Yves Smith of Naked Capitalism calls me out for swallowing a Wall Street Journal story showing the Citigroup side in the too-big-to-fail debate. I think she’s right.

I didn’t mean to imply that this was an excuse for not breaking up the too-big-to-fail institutions. Far from it.

But I did call the piece a “good story” that showed “some of the benefits of mega-huge banks—as well as the difficulties of extracting them from the global financial system.”

Smith thinks it’s not good at all and says this:

But as long as we have outlets like the Journal running scare stories on why we have to leave banks be, it’s unlikely we’ll see anyone in the officialdom explore radical enough actions to actually make a difference.

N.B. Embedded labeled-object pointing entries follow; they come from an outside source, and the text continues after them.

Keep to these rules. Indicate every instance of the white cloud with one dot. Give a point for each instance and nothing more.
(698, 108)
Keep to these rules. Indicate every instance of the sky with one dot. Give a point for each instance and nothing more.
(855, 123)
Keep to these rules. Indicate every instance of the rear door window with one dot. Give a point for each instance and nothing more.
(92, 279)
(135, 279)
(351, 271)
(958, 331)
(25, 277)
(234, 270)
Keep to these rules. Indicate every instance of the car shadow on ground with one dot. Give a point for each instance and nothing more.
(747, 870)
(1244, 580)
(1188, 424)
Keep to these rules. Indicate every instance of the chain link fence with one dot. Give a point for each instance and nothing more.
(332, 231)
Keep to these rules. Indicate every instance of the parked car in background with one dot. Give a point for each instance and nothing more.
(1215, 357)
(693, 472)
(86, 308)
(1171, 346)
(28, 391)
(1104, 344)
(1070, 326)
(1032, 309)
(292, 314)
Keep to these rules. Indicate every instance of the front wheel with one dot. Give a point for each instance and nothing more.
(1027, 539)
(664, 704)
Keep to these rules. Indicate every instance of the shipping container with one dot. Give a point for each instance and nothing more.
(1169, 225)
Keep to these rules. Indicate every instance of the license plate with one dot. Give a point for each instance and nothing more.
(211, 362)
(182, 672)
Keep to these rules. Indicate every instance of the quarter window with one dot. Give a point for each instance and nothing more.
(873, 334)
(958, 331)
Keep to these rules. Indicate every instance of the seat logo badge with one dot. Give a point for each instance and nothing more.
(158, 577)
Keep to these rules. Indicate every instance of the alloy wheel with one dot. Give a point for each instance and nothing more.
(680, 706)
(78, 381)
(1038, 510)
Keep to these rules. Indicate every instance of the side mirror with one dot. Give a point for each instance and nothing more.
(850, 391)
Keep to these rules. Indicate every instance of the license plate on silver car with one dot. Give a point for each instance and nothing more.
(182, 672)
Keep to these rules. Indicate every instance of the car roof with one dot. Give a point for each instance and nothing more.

Here’s why she calls it a scare story:

The Journal argues that GTS is essential to Citi. This is rubbish. GTS is a sophisticated payments system and a source of low-cost deposits. It may provide a foot in the door, and help deepen some relationships, but let us face it, cash management and payments systems are at best assistant treasurer relationships at big companies. Proof of the pudding: it is a no-brainer that companies like Goldman, Morgan Stanley, Barclays, and UBS are doing complex, high margin transactions at companies that are also using GTS.

I don’t know enough about whether GTS is essential to Citi, but I’ll take Smith’s word for it, in part because I saw that argument as a flaw in the WSJ’s story:

One problem is that the Journal says as fact in the nutgraph that the “GTS unit is so deeply intertwined with the rest of Citigroup that splitting the unit off would leave some governments and companies in the lurch.” But it doesn’t really supports that last sentence in the rest of the text.

I should have been more attuned to why the Journal would write that and then not follow it up with reporting. I assumed it was just editorial sloppiness, but perhaps it just couldn’t be backed up.

What was most interesting about the WSJ story was the revelation that Citi’s too-big-to-fail status had resulted in the government doubling its business with the unit profiled, which is called Global Transaction Services, but that GTS itself was one of the reasons why the government considered Citi TBTF in the first place. Which would, of course, just make Citi all the more TBTF and difficult to deal with.

Smith says in the process of arguing that Citi must be broken up or have its risk-taking heavily regulated:

GTS is a big piece of what makes Citi a difficult to disarm bomb. One of the swords of Damocles that the big bank had over the officialdom is that, prior to the crisis, it had $500 billion of uninsured foreign deposits. If Citi looked wobbly, sensible depositors would withdraw funds, and that could quickly morph into a run.

To be clear this time: Just because a bomb’s wiring makes it hard to be disarmed doesn’t mean it shouldn’t be.